I know I'm transgender, despite how awkward it still feels to say out loud after having suppressed it for so long. And yet, I'm forced as of right now to live mostly in "boy mode."
To say that is stressful would be an understatement. It's outright fucking miserable most times.
But, does having to be in boy mode so much make me any less of a transgender woman? The obvious answer is no. And, despite knowing that, I still struggle so deeply with my identity having to look at a male face and body every time I look down or in a mirror.
I am a perfectionist in everything I do. I am, as the saying goes, my own worst critic. In nearly every case, that can be a good thing in that I do my best work under pressure. In this case, however, I feel utterly less-than.
I've never been the type that I say "I feel trapped in someone else's body." That's just not what it is. Instead, it's a silent self-loathing.
I've never liked the way I looked, even when i dropped 125 lbs, wore nice clothes, and had really unique haircuts. I experimented with everything I could and just felt empty with the reflection looking back at me.

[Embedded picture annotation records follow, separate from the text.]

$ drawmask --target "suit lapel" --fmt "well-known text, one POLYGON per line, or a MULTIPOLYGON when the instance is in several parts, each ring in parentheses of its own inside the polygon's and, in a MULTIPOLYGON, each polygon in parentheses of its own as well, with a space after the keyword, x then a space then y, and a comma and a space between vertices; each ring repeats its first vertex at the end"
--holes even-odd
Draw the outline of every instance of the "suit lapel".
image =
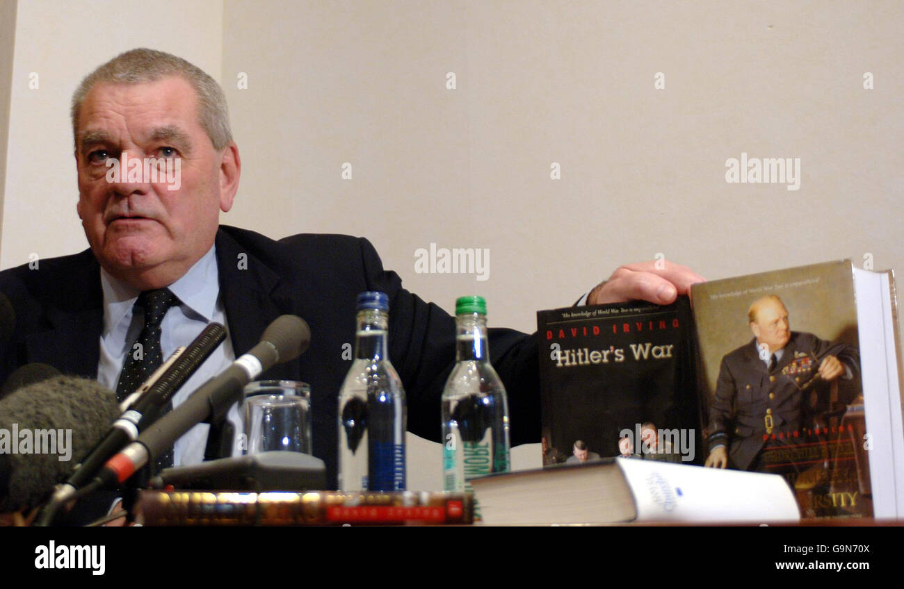
MULTIPOLYGON (((40 266, 34 272, 41 272, 40 266)), ((45 299, 51 328, 26 336, 28 361, 96 379, 104 322, 100 266, 89 249, 78 256, 62 280, 52 283, 35 285, 45 299)))
MULTIPOLYGON (((260 341, 263 327, 281 314, 297 312, 287 281, 221 229, 217 232, 216 247, 220 295, 238 357, 260 341)), ((268 379, 297 379, 298 364, 278 364, 265 375, 268 379)))

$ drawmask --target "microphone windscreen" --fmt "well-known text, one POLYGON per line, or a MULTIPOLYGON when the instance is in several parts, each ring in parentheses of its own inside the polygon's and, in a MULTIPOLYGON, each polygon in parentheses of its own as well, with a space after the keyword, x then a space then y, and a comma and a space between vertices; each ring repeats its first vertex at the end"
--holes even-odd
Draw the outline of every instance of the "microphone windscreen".
POLYGON ((267 326, 261 341, 269 341, 277 349, 280 362, 295 360, 307 350, 311 329, 297 315, 280 315, 267 326))
POLYGON ((5 398, 7 395, 15 392, 23 387, 33 385, 36 382, 60 376, 60 370, 50 364, 43 364, 42 362, 32 362, 24 366, 20 366, 13 370, 13 374, 9 375, 6 382, 3 383, 3 388, 0 388, 0 398, 5 398))
POLYGON ((0 400, 0 511, 39 505, 119 416, 116 394, 89 379, 59 376, 0 400))
POLYGON ((6 295, 0 293, 0 352, 5 351, 5 348, 14 331, 15 331, 15 311, 6 295))

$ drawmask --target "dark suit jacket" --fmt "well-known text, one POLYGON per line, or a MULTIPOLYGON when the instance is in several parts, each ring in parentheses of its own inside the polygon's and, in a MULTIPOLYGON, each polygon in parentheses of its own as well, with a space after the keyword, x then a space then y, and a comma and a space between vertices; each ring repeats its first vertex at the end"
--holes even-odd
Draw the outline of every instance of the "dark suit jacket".
POLYGON ((809 375, 782 374, 782 369, 795 360, 796 353, 810 352, 819 360, 827 355, 836 356, 854 376, 859 375, 860 354, 855 347, 833 344, 812 333, 792 332, 781 360, 771 371, 759 359, 756 338, 722 358, 715 397, 710 407, 710 448, 726 444, 730 467, 744 471, 750 467, 766 443, 763 435, 767 433, 767 415, 771 416, 777 435, 810 425, 799 385, 815 373, 819 363, 814 363, 809 375), (796 383, 795 378, 800 380, 796 383))
MULTIPOLYGON (((222 226, 216 256, 236 355, 257 343, 280 314, 299 315, 310 325, 308 351, 260 378, 311 385, 314 453, 326 463, 331 486, 336 481, 337 395, 351 366, 344 351, 354 345, 355 297, 363 291, 382 291, 390 298, 390 357, 405 387, 409 431, 439 441, 440 396, 455 363, 455 318, 402 288, 398 275, 383 270, 370 242, 313 234, 274 241, 222 226)), ((0 292, 16 313, 8 349, 0 351, 0 382, 28 362, 97 378, 103 294, 99 265, 89 249, 40 260, 37 269, 2 272, 0 292)), ((513 444, 539 441, 535 338, 491 329, 490 350, 508 392, 513 444)), ((437 468, 439 461, 438 454, 437 468)))

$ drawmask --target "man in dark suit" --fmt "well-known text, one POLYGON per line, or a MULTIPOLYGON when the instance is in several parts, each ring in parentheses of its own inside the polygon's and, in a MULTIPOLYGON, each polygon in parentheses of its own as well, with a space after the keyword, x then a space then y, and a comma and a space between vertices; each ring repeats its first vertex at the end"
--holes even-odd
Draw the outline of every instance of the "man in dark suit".
POLYGON ((706 466, 765 470, 764 447, 801 439, 812 427, 808 387, 852 379, 859 370, 853 346, 792 332, 777 296, 755 301, 748 319, 753 340, 726 354, 719 369, 706 466))
MULTIPOLYGON (((174 295, 155 328, 164 356, 187 344, 208 321, 227 325, 224 351, 205 362, 198 379, 250 348, 278 315, 297 314, 311 327, 309 351, 264 377, 311 384, 314 453, 326 463, 334 485, 336 395, 350 366, 344 346, 354 341, 355 296, 380 290, 391 302, 390 353, 408 394, 409 429, 438 440, 439 398, 455 359, 454 319, 404 290, 365 239, 298 235, 274 241, 220 226, 241 164, 222 90, 212 79, 167 53, 127 51, 82 81, 73 96, 72 126, 78 212, 90 249, 0 273, 0 292, 16 313, 11 343, 0 351, 0 379, 23 364, 46 362, 116 388, 133 342, 149 330, 152 313, 144 309, 150 307, 139 303, 161 289, 174 295), (177 162, 177 182, 151 179, 146 167, 144 175, 126 169, 111 173, 113 164, 126 168, 132 158, 154 158, 152 167, 167 170, 177 162), (194 301, 199 290, 206 294, 194 301)), ((667 304, 700 280, 670 263, 628 265, 588 301, 667 304)), ((491 330, 490 345, 509 394, 512 441, 535 442, 537 344, 523 333, 491 330)), ((205 437, 202 430, 184 447, 177 443, 175 463, 199 460, 205 437)))

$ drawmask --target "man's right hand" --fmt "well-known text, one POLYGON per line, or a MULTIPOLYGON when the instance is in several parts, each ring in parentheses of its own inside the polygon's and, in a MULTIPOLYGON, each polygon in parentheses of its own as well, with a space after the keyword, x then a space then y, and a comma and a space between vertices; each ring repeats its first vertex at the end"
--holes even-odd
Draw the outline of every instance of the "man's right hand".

In comparison, when I'm me, I even said out loud to one of my partners, "I don't hate me right now." And, I never have. It's a full, joyous feeling that exudes confidence, passion, and inner beauty. I feel so deeply whole.
I sit in places like work where I'm having to live in boy mode and just feel empty. My stomach hurts, I start shaking, I avoid mirrors. I feel like I'm betraying myself.
It is for those reasons that, just because I'm not where I want to be, I'm not any less of a transgender woman. I'm just forced to live under the circumstances life has dealt me right now.
Being trans can mean anything to anyone.
My advice for anyone going through this, keep something on you to keep you grounded so you don't feel disconnected from your identity. And keep a journal with your goals listed on it. Pick one of those goals and just work on it every day. Mine today is my voice.